That said, a lot of folks use pistol powders for cast rifle target loads, and I see no reason why you couldn't use HP38, but I have no data for it like the extensively tested Alliant pistol powders. I am mostly working up hunting loads, so I don't do a lot of testing with pistol powders as the velocities are too low for my needs. I would be looking next door at Cast Boolits for someone who has tried it. If you can't find data there, I don't know where else to go looking.

11-27-2009, 01:26 AM

Thank you for your input.

I for some reason have gotten hooked on the cast 162 and 173 gr with imr 4350 and win760, possibly as they are my Elk rounds.

With the IMR 4350 at 2275 fps I have had the consistent luck of around .73" 5 round group at 200yrds with the 160 gr cast by Montana Bullet Works out of Billings. Those groups held from fall 2008 through fall 2009. These groups were with a Leopold 2.5x8LER Scout mounted.

I average less than 1" at 100yrds with my current win760 load (2140 fps) without the scope.

I am considering the pistol powder for a change as I live in an area which no longer has areas for long range shots, "Population growth and civilization", and I do considerable pistol reloading.

Soon it will be shotgun or archery for hunting only.


11-27-2009, 08:07 PM
That's very impressive accuracy. I assume it's not an old milsurp you're shooting. ;) I really like that scope for cast shooting, too. My K31 sporter wears one. The 7x57 is a fun round to work with, even if the mould selection is a bit limited compared to .30 cal. I shot my smallest cast group ever with one (5shot 100yd, 5/8"), and next day the largest (5shot 100yd 4feet). Same bullet, different powders (surp 4895 and surp 860).
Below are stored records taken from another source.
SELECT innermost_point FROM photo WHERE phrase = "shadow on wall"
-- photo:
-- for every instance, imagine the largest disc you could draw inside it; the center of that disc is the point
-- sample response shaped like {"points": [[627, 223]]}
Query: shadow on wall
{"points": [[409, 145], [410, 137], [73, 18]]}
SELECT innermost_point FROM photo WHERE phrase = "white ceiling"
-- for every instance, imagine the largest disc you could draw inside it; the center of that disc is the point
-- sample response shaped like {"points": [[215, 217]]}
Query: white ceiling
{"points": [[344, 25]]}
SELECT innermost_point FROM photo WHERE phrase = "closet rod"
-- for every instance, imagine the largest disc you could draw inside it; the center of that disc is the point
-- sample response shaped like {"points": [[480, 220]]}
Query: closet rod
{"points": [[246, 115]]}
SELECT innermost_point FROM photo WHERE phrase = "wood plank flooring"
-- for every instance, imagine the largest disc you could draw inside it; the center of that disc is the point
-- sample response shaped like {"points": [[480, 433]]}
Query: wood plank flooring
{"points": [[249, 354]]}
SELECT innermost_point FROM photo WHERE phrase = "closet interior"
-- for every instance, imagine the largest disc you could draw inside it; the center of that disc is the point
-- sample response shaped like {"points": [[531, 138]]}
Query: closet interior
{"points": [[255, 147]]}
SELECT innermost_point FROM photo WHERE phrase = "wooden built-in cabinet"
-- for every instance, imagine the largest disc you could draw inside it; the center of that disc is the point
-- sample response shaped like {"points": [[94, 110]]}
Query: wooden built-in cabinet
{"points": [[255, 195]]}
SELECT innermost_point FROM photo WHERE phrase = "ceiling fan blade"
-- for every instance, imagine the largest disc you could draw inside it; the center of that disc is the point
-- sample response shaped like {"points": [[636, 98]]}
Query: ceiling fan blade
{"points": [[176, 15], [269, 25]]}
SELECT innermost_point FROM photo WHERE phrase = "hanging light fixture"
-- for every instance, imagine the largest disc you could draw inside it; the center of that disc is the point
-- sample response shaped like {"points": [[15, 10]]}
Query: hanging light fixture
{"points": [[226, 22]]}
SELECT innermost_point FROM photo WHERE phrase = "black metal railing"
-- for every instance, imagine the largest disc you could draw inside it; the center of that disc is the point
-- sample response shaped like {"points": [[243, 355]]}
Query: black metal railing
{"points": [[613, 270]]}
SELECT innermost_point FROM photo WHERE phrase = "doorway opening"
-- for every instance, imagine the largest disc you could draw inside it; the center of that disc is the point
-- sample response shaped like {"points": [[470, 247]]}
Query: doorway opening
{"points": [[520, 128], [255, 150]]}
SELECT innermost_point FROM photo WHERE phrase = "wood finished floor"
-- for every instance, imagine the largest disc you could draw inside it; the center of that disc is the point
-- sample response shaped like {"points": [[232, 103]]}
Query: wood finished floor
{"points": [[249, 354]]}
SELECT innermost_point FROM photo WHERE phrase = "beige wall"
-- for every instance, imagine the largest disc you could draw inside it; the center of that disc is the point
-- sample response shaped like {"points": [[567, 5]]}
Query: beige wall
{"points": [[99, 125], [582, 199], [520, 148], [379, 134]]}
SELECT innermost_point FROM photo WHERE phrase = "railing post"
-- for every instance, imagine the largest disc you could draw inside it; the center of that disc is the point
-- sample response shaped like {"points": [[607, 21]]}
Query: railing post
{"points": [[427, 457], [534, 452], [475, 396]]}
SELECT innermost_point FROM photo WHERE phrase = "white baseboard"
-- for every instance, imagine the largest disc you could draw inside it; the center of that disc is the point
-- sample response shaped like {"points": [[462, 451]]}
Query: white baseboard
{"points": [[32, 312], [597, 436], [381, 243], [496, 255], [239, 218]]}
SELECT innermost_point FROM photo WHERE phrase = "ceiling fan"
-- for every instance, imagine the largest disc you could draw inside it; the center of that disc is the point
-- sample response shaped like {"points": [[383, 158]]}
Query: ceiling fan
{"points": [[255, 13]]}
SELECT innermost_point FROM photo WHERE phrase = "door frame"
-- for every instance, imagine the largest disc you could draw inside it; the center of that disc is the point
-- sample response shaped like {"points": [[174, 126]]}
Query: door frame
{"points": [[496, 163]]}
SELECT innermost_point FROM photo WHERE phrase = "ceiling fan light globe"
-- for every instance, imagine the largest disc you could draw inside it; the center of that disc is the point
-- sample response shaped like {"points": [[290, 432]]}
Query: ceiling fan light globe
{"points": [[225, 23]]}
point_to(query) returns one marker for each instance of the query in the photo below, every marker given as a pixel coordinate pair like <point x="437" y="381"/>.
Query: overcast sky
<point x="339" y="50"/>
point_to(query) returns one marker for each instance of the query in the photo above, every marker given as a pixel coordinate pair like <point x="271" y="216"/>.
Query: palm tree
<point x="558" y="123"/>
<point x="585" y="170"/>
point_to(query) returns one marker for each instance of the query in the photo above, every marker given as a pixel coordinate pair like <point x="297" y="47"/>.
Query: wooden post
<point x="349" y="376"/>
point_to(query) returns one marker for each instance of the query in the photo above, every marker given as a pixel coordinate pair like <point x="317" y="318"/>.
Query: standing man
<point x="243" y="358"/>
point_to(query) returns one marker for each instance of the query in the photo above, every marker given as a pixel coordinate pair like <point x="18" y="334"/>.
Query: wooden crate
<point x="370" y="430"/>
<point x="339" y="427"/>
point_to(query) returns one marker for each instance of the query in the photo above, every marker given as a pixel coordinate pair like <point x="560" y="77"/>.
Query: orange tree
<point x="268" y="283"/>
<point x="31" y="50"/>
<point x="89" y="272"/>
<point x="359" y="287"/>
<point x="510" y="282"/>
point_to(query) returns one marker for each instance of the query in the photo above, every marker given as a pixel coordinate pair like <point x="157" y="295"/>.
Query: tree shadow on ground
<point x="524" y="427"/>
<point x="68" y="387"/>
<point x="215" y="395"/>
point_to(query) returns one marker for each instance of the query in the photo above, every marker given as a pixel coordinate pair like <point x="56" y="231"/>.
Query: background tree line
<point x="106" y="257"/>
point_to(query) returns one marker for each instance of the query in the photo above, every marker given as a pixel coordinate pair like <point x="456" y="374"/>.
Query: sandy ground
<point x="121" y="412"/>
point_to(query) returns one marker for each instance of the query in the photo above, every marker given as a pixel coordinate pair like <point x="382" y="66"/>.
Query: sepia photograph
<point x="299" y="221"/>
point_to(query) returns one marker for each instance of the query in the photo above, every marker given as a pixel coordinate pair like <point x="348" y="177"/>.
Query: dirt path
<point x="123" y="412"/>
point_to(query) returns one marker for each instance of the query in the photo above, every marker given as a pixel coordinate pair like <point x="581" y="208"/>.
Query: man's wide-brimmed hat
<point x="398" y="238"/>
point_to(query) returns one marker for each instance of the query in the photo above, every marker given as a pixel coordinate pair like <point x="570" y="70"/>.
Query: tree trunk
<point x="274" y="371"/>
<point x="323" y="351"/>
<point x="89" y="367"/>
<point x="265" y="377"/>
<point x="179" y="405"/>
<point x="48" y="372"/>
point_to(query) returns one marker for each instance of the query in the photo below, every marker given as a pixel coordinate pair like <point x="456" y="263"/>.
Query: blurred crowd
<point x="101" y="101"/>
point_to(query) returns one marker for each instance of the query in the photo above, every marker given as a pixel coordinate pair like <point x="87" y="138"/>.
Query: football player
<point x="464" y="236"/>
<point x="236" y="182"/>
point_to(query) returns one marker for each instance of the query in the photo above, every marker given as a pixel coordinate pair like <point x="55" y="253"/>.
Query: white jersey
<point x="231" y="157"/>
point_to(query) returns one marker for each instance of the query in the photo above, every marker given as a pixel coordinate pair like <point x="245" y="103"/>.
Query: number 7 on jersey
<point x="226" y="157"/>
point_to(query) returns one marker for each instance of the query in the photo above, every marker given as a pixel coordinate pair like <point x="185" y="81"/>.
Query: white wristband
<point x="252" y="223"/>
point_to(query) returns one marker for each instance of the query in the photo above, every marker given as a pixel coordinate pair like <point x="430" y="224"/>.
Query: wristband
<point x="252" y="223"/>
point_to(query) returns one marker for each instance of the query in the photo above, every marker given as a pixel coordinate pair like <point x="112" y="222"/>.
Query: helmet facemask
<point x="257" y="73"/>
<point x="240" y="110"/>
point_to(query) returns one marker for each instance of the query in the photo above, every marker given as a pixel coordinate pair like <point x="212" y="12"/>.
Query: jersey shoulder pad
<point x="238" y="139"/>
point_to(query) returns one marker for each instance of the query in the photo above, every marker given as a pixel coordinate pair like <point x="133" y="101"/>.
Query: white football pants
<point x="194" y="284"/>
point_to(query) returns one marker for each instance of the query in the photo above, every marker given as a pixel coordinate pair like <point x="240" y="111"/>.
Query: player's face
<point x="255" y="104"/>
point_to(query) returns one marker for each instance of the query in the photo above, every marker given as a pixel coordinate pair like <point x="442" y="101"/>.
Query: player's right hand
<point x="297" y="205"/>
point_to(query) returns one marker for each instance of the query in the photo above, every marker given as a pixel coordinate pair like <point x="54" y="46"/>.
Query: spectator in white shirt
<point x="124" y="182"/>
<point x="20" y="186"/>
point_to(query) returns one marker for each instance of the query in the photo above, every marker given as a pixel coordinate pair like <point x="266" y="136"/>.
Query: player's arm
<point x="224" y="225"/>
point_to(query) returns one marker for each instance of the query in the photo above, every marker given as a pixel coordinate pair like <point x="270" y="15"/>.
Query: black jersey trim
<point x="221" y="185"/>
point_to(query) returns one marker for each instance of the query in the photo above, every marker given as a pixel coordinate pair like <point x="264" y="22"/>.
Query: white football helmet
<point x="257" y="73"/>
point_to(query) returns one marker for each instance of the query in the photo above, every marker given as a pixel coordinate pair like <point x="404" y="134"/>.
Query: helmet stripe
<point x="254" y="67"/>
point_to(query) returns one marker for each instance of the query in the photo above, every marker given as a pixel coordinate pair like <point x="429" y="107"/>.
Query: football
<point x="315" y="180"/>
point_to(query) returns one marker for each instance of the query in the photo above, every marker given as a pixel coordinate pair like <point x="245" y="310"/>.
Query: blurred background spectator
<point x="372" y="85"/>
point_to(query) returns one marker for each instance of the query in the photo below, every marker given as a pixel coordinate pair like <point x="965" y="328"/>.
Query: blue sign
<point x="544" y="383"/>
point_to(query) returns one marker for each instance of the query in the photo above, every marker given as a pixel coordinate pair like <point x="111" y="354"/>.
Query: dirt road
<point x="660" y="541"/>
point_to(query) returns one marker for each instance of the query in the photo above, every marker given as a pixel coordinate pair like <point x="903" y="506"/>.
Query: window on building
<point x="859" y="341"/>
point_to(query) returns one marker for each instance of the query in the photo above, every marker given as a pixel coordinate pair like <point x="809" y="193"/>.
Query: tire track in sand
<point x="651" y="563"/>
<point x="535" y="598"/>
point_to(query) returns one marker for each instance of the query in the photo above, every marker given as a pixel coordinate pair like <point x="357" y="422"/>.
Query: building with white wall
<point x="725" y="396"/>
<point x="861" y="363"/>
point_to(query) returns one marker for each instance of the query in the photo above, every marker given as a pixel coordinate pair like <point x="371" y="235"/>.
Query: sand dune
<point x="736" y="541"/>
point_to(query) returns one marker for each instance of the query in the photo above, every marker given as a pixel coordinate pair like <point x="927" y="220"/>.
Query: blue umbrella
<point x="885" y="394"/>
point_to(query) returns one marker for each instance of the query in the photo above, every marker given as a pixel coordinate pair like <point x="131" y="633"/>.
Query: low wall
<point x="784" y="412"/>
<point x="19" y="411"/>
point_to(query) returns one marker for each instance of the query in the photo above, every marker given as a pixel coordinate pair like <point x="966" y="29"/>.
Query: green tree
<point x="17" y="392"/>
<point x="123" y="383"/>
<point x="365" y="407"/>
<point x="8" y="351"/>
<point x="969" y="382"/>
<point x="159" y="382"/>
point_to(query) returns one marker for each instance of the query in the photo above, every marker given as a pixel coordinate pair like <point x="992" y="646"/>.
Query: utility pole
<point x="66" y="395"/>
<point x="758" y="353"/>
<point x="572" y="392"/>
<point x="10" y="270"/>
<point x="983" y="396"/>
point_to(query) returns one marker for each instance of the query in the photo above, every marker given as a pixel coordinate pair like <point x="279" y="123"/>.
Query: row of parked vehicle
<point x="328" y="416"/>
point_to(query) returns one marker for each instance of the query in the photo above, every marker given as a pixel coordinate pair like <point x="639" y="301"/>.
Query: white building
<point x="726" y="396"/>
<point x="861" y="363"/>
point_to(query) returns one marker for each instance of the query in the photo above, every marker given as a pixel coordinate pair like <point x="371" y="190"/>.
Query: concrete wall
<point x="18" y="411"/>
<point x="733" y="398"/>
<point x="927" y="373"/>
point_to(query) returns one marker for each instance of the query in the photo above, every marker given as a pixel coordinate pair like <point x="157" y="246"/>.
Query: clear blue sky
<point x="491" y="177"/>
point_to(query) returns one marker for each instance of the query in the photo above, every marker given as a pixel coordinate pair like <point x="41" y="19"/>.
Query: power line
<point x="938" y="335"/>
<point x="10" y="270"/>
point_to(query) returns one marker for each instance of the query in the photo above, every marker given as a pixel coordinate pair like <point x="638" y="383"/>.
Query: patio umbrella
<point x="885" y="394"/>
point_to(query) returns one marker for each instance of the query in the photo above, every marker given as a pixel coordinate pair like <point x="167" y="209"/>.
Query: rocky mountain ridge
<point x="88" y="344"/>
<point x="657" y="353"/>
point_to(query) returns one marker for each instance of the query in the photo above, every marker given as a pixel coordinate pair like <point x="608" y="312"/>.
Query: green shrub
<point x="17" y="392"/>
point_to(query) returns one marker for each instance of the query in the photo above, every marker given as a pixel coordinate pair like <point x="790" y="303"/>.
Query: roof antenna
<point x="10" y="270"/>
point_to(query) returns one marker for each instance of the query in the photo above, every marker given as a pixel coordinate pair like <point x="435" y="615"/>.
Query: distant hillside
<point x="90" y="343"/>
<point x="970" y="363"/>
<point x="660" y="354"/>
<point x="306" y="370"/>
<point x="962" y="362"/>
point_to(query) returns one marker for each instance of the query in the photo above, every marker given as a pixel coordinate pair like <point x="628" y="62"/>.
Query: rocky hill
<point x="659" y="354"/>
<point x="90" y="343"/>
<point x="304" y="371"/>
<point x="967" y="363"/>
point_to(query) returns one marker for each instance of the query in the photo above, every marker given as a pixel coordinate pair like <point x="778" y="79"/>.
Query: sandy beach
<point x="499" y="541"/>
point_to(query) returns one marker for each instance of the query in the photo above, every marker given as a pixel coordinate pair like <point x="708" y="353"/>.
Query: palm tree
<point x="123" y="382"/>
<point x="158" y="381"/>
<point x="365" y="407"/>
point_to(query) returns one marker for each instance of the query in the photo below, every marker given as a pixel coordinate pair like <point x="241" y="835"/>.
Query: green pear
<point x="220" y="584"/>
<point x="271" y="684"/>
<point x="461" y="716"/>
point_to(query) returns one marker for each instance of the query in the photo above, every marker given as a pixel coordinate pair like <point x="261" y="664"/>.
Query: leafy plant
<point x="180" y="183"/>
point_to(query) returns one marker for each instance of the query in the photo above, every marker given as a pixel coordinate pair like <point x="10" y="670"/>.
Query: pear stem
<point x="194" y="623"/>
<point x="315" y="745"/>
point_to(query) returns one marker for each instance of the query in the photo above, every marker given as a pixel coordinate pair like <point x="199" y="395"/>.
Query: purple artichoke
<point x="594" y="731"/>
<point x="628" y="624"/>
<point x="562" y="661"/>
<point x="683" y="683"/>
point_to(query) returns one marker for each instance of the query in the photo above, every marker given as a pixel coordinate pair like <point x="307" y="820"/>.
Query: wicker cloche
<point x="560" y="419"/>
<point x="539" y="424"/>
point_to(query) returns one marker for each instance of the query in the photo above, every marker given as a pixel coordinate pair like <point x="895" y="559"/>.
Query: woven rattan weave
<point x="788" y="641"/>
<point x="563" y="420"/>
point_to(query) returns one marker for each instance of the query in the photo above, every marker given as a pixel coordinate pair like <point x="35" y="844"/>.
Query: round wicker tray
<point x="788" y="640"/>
Here are a few things you can think about:

I assume that the very high (for cast) velocities you're getting are due to the fact that the bullets are very hard, and that's not so good for hunting for two reasons. Cast bullets do not kill by hydrostatic shock like jacketed bullets do, in fact, you can eat right up to the bullet hole - no meat is destroyed. With a bullet of only 7mm in diameter, you must have some expansion in addition to a good meplat (flat nose) on the bullet for maximum energy transfer. The better the bullet expands, the softer it is and the slower you can push it because softer alloys do not have the strength to keep from stripping out (and turning your bore into a lead mine) when they are pushed too fast. Most commercial cast rifle bullets are much too hard for good results on large game, and most of them have round noses as they are primarily intended for target shooting. Obviously, RN cast bullets have killed a lot of game, and a well placed shot through the boiler room will put meat in the freezer, but you need to be aware of potential pitfalls. I am not aware of the particulars about MBW's bullets. The only cast hunting bullet source I am 100% sure of is Bullshop. They are a family of subsistance hunters who KNOW what woorks and what doesn't. BS Jr is a regular poster here and can give you his $.02 (PM him if he doesn't notice this thread), and you can find the link to their website at CB, too.

Range is another point - a smaller bore cast bullet at normal velocities (1600-2000fps) will not kill reliably at much over 150 yards. It would be one thing to shoot a 300-400gr .45 cal bullet at 15-1600fps - it would retain sufficient energy out to several hundred yards (just ask millions of bison), but with a 7mm bullet you would be losing velocity and energy very rapidly. It is a real issue with .30 cal bullets, and even more so with anything smaller in diameter.

I liken cast rifle hunting to handgun hunting - the ranges are much shorter, and shot placement is critical - quartering shots are out of the question. Many, if not most cast rifle hunters consider .30 cal the minimum for deer sized game for much the same reasons that .243 is generally considered the minimum for jacketed bullets. A lot of deer have been killed with .22 cal bullets from .22lr on up through .22-250, but it takes an experienced hunter who has the maturity to know when to pass on a shot and who knows both his own limitations as a marksman and the limitations of the bullet at the velocity it's shot at, likewise with cast of smaller diameters. I'm not saying you can't do it, I'm saying that not everyone can and you have to be realistic about the limitations of your particular circumstances. I would be looking for some more pertinent feedback from the boys next door at CB, too. Personally, I would be hesitant to hunt with cast anything bigger than a deer with anything smaller than .35cal, but that's me.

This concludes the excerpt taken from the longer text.